# Video: Pack 5 • Paper 3 • Question 19

Pack 5 • Paper 3 • Question 19

04:01

### Video Transcript

The volume, 𝑉, of a pyramid is related to the area of its base, 𝐴, and its height, ℎ, by the formula 𝐴 is equal to three multiplied by 𝑉 all over ℎ. Lucy measured the volume of a pyramid to be 115 centimetres cubed correct to three significant figures. She measured its height to be 7.2 centimetres correct to two significant figures. Calculate the upper and lower bounds on the area of the base of the pyramid.

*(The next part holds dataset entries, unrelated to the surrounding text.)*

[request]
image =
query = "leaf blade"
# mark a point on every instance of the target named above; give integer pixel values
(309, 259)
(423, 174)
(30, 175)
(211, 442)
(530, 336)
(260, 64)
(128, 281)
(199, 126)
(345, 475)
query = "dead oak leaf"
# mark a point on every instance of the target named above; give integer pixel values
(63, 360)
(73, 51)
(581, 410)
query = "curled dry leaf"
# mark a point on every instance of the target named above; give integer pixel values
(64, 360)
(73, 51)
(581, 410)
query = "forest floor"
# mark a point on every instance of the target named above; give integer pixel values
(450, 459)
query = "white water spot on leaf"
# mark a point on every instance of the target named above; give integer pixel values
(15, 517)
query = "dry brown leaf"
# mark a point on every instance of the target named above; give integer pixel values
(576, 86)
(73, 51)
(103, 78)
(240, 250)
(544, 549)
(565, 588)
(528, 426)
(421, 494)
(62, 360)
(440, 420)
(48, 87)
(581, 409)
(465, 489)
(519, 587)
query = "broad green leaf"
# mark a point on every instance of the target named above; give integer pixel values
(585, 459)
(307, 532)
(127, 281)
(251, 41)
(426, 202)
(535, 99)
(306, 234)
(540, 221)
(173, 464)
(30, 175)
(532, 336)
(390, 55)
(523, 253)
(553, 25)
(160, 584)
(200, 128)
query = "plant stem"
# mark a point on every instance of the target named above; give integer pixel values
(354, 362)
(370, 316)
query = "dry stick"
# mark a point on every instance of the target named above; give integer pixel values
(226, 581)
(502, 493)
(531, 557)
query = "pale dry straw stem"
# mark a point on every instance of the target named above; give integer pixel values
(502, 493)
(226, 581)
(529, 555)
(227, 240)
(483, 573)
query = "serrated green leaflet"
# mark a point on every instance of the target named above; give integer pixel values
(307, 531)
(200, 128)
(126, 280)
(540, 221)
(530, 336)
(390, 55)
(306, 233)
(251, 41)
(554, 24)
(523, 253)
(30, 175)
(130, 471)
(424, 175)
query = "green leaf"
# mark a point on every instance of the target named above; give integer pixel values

Let’s start by calculating the upper and lower bounds of both the given volume and the height of the pyramid. To find the bounds for the volume, let’s consider what it might have been rounded to had it gone to the number below. It’s rounded to three significant figures. So the next one down from this would have been 114.

Similarly, had the number rounded to the next one up, that would have been 116. We can find the lower bound by working out the midpoint of 114 and 115, which is 114.5. The smallest possible number it could have been is 114.5.

Similarly, the upper bound is halfway between 115 and 116, which is 115.5. Remember, we call this the upper bound as whilst it does get extremely close to 115.5, it can never actually be 115.5, because this would round up to 116. We can represent this situation by using inequalities. 𝑉 is greater than or equal to 114.5. However, it is smaller than 115.5.

Now let’s repeat this process for the height ℎ. 7.2 has been rounded to two significant figures. Had this number actually rounded to the one below, that would have been 7.1. And the number above would have been 7.3. The lower bound is the midpoint of 7.1 and 7.2, which is 7.15. The upper bound is the midpoint of 7.2 and 7.3, which is 7.25. Once again, we can represent these bounds using inequalities. ℎ must be greater than or equal to 7.15 but less than 7.25.

Now that we’ve got both the upper and lower bound for the volume and the height, we can substitute these into the formula for the area of the base of the pyramid. First, let’s consider the lower bound of the area. When dividing, if we are trying to create the smallest number possible, we will need to divide the smallest number by the largest number.

Here that means we will need to divide the lower bound for the volume by the upper bound for the height. The lower bound of 𝐴 is given by three multiplied by 114.5 over 7.25. Correct to three decimal places, that’s 47.379.

For the upper bound of 𝐴, we want to create the largest number possible. To do this, we’ll divide the biggest possible number by the smallest possible number. That’s the upper bound of the volume divided by the lower bound for the height: three multiplied by 115.5 all over 7.15. That’s 48.462 correct to three decimal places.

The lower bound for the area of the base of the pyramid is 47.379 centimetres squared and the upper bound is 48.462 centimetres squared, all rounded to three decimal places.